L’année suivante, Russell exposa au premier Stampede de Calgary, ce qui lui attira à la fois l’attention internationale et de nouveaux mécènes. L’exposition connut un grand succès – 13 des 20 tableaux catalogués furent vendus, dont 3, illustrant des cow-boys, à sir Henry Mill Pellatt* de Toronto, et 4, représentant des Amérindiens, à un noble anglais – et Russell exposa de nouveau ses œuvres en 1913 à l’occasion d’un stampede à Winnipeg. Les relations qu’il noua au Canada le conduisirent à sa seule exposition outre-mer, aux Doré Galleries de Londres, en 1914. Russell avait déjà bénéficié de l’appui de Canadiens. En effet, en 1897, William Bleasdell Cameron*, qui représentait un journal américain consacré à la chasse et à la pêche, lui avait commandé six dessins pour illustrer ses mémoires de ses deux mois de captivité au camp de Gros Ours [Mistahimaskwa*], à la suite de l’attaque au lac La Grenouille (lac Frog, Alberta) en 1885. L’ingénieur Charles Alexander Magrath*, de Lethbridge, avait persuadé Russell en 1905 de faire une peinture à l’huile représentant une bataille rangée entre Pieds-Noirs, Cris et Assiniboines qui avait éclaté tout près de ce dernier endroit en 1870 [V. Jerry Potts*]. Habituellement, Russell vendait des tableaux montrant des scènes générales de la vie des Amérindiens et des cow-boys à des mécènes canadiens tels que Jimmy Simpson, équipeur et guide à Banff, ainsi qu’à William B. Campbell, propriétaire d’un ranch en Alberta qui fit la connaissance de Russell au Stampede de Winnipeg en 1913. Cependant, après le succès qu’il connut à Calgary, il ajouta à son répertoire des sujets typiquement canadiens en produisant, à raison d’une par année entre 1912 et 1915, quatre importantes peintures à l’huile mettant en vedette la police à cheval.

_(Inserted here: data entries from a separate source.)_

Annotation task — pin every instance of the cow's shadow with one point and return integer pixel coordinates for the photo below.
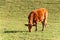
(14, 31)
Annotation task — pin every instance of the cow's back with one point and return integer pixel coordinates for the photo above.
(42, 13)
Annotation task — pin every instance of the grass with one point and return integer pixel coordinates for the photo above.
(13, 16)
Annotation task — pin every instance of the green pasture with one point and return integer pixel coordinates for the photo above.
(13, 17)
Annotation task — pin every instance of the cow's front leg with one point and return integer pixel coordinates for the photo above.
(43, 25)
(30, 27)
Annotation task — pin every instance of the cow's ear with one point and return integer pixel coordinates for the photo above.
(26, 24)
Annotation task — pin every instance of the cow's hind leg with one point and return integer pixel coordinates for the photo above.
(43, 24)
(30, 27)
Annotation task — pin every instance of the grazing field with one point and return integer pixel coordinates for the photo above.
(13, 17)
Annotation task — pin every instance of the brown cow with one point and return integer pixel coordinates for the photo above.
(38, 15)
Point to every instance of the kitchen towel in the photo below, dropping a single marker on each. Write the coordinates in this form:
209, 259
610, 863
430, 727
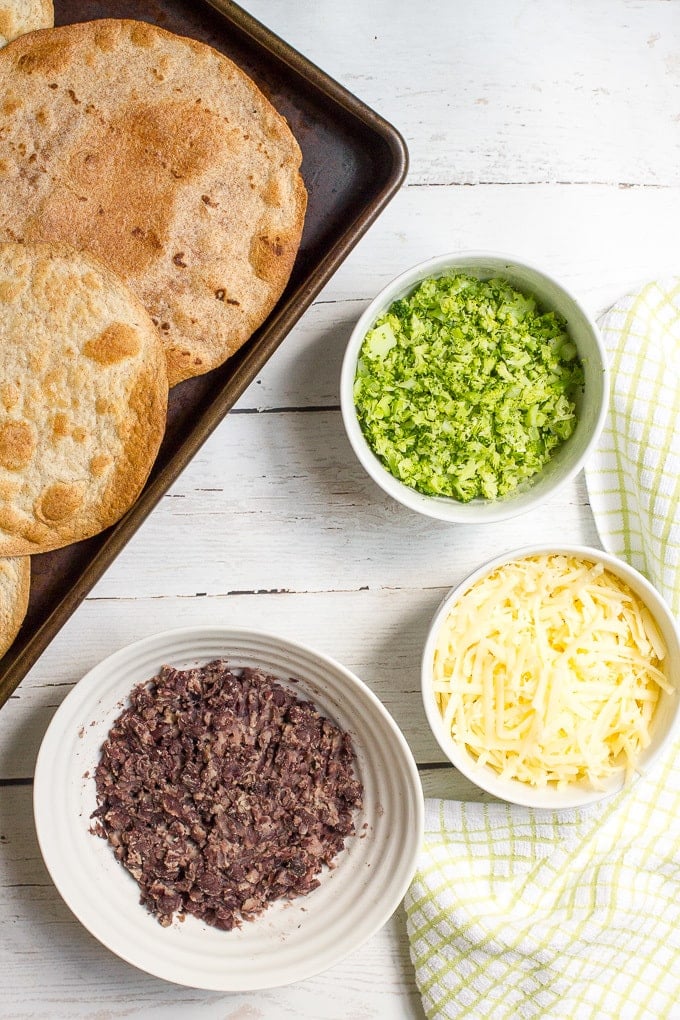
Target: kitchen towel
515, 913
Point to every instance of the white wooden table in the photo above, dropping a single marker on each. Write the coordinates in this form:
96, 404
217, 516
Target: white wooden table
551, 130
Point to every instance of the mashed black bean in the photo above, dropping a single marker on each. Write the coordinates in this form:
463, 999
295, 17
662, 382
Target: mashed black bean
220, 791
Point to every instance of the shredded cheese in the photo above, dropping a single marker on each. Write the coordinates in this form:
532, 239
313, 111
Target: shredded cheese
550, 669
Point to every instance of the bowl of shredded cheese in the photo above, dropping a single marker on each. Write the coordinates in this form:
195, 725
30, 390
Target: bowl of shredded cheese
551, 677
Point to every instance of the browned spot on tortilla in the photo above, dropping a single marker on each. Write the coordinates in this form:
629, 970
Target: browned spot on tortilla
264, 252
142, 36
46, 55
9, 394
17, 444
60, 425
8, 490
99, 463
11, 105
10, 289
58, 502
139, 161
115, 344
105, 37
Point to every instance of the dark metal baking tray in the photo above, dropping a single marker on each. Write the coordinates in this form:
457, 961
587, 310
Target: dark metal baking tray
353, 163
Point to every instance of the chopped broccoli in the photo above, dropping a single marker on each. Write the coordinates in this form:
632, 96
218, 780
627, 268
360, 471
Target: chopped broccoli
465, 388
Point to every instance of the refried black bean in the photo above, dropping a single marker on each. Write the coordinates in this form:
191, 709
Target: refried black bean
220, 791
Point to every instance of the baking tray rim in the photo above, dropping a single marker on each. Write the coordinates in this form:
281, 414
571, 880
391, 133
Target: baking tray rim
272, 333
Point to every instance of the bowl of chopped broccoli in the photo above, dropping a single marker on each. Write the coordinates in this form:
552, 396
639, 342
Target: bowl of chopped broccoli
472, 387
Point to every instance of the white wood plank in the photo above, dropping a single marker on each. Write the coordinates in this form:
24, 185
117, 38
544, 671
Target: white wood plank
52, 967
279, 502
547, 91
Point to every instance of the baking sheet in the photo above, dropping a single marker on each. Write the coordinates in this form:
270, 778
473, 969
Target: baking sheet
353, 163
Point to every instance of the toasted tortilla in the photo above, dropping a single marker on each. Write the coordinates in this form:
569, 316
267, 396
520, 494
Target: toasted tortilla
14, 587
83, 397
20, 16
157, 154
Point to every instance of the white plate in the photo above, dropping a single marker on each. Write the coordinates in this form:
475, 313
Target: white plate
291, 940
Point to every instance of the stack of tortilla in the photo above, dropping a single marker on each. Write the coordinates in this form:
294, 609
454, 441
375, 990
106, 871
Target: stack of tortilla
151, 209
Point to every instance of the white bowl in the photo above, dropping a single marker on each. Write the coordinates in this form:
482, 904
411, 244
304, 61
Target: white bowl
292, 939
591, 404
575, 795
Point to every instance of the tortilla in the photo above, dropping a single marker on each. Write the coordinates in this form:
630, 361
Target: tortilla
158, 155
83, 397
14, 585
19, 16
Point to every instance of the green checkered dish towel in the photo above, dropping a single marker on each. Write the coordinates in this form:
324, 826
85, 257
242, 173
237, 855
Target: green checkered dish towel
517, 913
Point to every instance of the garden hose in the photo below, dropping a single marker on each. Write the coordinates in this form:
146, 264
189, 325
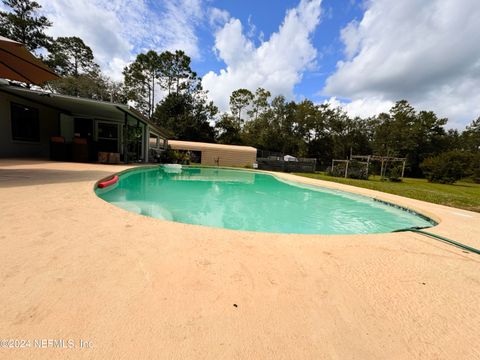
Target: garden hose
419, 230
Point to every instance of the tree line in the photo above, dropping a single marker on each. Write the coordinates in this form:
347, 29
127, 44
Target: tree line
164, 88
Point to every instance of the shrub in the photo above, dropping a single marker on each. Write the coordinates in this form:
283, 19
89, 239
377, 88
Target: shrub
476, 169
447, 167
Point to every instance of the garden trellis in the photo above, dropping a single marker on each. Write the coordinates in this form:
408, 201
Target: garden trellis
368, 159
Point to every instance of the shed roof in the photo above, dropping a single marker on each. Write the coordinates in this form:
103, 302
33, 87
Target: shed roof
77, 106
199, 146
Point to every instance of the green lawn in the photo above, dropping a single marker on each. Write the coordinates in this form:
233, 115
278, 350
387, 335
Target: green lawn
464, 195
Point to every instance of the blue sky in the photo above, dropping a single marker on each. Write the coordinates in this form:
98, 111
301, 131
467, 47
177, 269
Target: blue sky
361, 55
267, 19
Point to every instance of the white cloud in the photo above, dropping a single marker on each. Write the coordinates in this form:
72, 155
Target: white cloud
117, 30
276, 64
217, 17
426, 52
363, 108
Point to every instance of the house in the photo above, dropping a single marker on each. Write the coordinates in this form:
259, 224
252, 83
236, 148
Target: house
40, 124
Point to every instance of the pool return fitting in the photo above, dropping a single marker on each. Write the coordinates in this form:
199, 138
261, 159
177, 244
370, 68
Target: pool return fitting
419, 230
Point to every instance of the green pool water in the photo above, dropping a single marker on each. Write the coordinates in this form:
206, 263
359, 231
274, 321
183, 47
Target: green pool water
247, 200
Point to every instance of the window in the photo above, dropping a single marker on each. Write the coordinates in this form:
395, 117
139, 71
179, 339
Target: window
153, 141
25, 123
107, 137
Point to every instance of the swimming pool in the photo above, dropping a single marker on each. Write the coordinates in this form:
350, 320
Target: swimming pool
252, 201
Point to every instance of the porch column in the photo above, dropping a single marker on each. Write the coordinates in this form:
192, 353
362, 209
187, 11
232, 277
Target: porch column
125, 138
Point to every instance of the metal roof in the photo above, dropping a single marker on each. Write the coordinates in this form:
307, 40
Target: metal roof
78, 106
198, 146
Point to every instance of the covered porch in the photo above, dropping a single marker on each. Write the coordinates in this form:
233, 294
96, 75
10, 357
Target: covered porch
69, 128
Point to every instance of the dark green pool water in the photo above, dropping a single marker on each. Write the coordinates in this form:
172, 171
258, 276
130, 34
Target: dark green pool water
247, 200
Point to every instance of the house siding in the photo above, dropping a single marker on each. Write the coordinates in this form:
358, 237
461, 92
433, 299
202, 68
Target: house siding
49, 125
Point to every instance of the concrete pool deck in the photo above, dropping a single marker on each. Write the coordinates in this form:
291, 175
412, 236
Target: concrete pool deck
73, 267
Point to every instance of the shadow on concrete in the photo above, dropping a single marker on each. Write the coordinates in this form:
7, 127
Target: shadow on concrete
32, 176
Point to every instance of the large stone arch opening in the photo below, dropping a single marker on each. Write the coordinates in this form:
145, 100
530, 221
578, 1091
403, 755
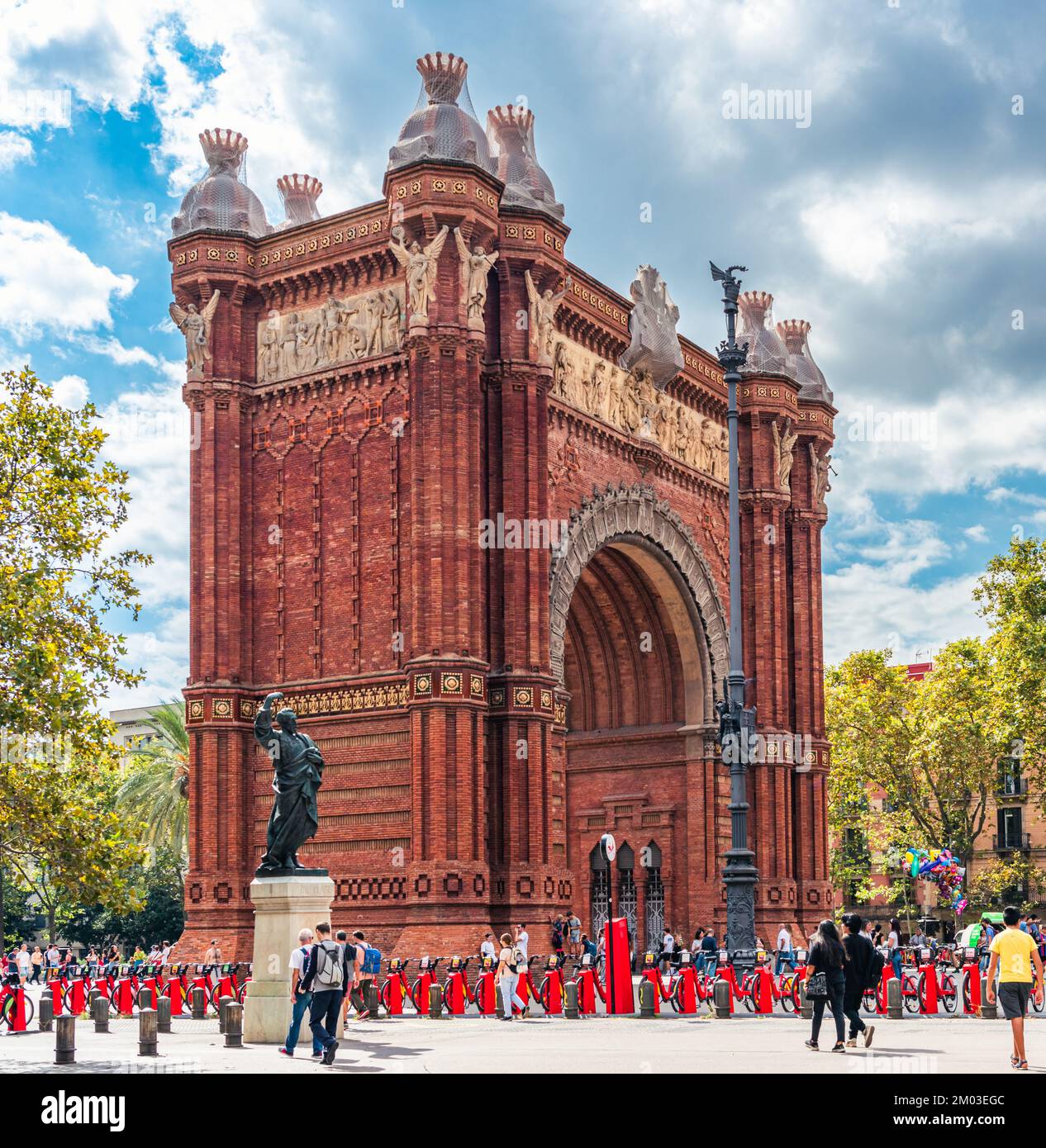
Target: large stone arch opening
639, 643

Les « quatre grands » qui avaient soutenu le premier Stampede de Calgary – George Lane, Alfred Ernest Cross*, Patrick Burns* et Archibald James McLean* – étaient tous associés à l’industrie du bétail en Alberta et Lane devint un mécène de premier ordre. Lorsque les Russell furent de nouveau attirés au Canada en 1919 pour participer à des expositions au « Victory Stampede » de Calgary et à Saskatoon, Cross acheta une œuvre représentant un cow-boy, tandis que Burns fit l’acquisition de l’une des huiles sur la police à cheval, Whiskey smugglers caught with the goods (1913), et Lane se procura deux autres de cette série, The queen’s war hounds (1914) et When law dulls the edge of chance (1915). Plus tard, Lane donna la première à la province de l’Alberta ; quant à la dernière, elle fut offerte au prince de Galles, qui, à l’occasion d’un voyage prolongé au Canada, avait acheté le ranch voisin du Bar U Ranch, alors propriété de Lane. La hausse des prix consentis pour les toiles de Russell à cette époque témoigne de sa réussite sur la scène artistique ; dès 1920, une seule huile se vendait 10 000 $.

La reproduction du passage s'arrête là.